< Exhibitions
Naomi with my dog Yuri and other pictures
Nan Goldin
Dec 12, 2008 - Jan 17, 2009

Nan Goldin is one of the most important photographers working today. Adopting the direct aesthetic of the photographic snapshot, she has been documenting her own life and that of her friends for over 30 years.

On display in the left-hand room is a series of rare black and white photographs from the early 1970s. Taken in Boston between 1972 and 1974, Nan Goldin offers an intimate observation of the world of drag queens and homosexuals. Photographing her entourage, she began the autobiographical work for which she is now renowned. The essence of her work can already be found in this series, which shows in an offbeat way what society considers to be marginalized.

Photographing friends, drug addicts, and outcasts from the Boston and New York nightlife, Nan Goldin leaves behind a relentless
autobiographical trail that alternates between moments of distress and moments of grace. All this observation of human vulnerability makes her work essential.

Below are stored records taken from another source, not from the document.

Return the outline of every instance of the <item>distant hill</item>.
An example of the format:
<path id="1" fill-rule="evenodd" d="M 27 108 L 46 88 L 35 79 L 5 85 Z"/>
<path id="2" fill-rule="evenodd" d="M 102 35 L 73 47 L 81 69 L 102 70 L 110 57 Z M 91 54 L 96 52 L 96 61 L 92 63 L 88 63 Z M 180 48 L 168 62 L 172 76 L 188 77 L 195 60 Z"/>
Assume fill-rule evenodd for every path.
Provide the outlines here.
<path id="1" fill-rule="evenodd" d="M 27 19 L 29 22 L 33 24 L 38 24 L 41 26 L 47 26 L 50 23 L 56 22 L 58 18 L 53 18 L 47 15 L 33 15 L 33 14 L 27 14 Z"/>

Nan Goldin works on the representation of her loved ones in solitude, distress, fun, getting high, and everyday gestures. She developed a narrative work that had a huge impact with the presentation of her slide show The Ballad of sexual dependency, composed of over seven hundred images in the 1980s. Like any body of work that examines reality in its marginal and "unclean" aspects, this series, of which three photographs can be seen in the exhibition: a self-portrait entitled Me on top of my
lover
, Suzanne in yellow hotel room and Brian in hotel room, Mexico, can be disturbing. Through the description of her reality, Nan Goldin puts her eye on the questions of limits and distress, of normality and marginality, of self-destruction as a potential way out, of emotional misery,...

The second room contains colour photographs spread over a longer period. Although the secrecy of intimate life is often exposed in Goldin's work, the works presented here evoke love, tenderness and fragility and thus counterbalance the despair of other works. The shots of people lying down, sleeping, dreaming, making love emphasise the bed as a place of life.